Horizons, NatureScot, Sustrans and European partners to create a district that will lever green recovery with job creation and sustainable economic growth – while also addressing social inequalities.

“The projects that we include within our GRID proposition include large green spaces such as Malls Mire, 16 hectares of derelict land at Toryglen being developed as a mixed-use community park with play areas, a wetland area and a network of paths for walkers and cyclists.

“These are great examples of the transformational regeneration areas we’ve been able to augment with green space and then introduce walking and cycling. And critically, we’ve been able to do that with the enthusiastic support of the local community,” says McKay.

Within the Grid, the D2Grids project is an exciting bid to develop 5th- generation urban heating and cooling networks in Europe and involves five demonstrators in France, Germany, the Netherlands and Glasgow and Nottingham in the UK. The partners, McKay says, are joining Clyde Gateway during Cop26.

District heating is central to Clyde Gateway’s plans, with Dalmarnock identified as the site now home to one of the country’s most innovative and sustainable heating systems helping to reduce fuel poverty in the area following £2.1m funding from the Green Economy Fund. The system will provide an instant supply of heat and hot water using a metered system. It will, he says, be considerably more efficient than conventional heating and will reduce energy bills for residents and businesses.

It will also ensure that Clyde Gateway moves forward as a truly mixed-use environment. “Yes we have a business park that is predominantly office space – but we have seen more than 3,000 new homes built with another 1,500 in the pipeline,” says McKay.

“These developments are within walking distance to both a train station and green spaces, creating mixed-use neighbourhoods and giving people the ability to live, travel and work in a more sustainable way.”

Bridge that lights the way to better quality of life

Cuningar loop Woodland Park opened to the public in august 2015 on an area of vacant and derelict scrubland on the banks of the Clyde less than a mile from rutherglen town centre and directly across from the athletes’ Village.

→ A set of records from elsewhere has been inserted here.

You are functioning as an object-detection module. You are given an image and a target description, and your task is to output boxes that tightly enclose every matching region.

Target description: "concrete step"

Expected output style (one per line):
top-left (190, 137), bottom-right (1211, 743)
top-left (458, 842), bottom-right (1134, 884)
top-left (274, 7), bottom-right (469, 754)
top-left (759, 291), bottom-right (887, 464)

Clyde Gateway has received £2.3m of Scottish Government funding through the Clyde Mission Fund to create phase two, which will extend the park by a further 8.53 hectares in partnership with NatureScot.

This will see the transformation of previously derelict and inaccessible land into a new green space designed to enable community engagement, health, wellbeing, and lifelong learning as part of the local response to the Covid-19 pandemic.

“What we are aiming to do is integrate walking and cycling routes and we have been planning these routes since the inception of Clyde Gateway,” says Martin Mckay, who points to the Clyde Smartbridge that connects Shawfield to Dalmarnock, carrying a pedestrian walkway and cycle path across the Clyde with a range of power, telecoms and IT connections over the river to nearby business parks.

“The bridge aims to regenerate the areas of Shawfield and rutherglen by halving the walking time from these areas and Magenta Business Park to Dalmarnock station, aiding in the regeneration of both banks of the river,” he says.

“The aim is to create key areas in which people can live and work; that both reduces car dependency and enhances their quality of life.”

Cuningar loop will shortly be home to a new artwork, the Hope Sculpture by Steuart Padwick. “We are very pleased to be welcoming the Hope Sculpture,” says Mckay.

“This is a major public art installation showcasing how we can approach construction in the lowest carbon way.”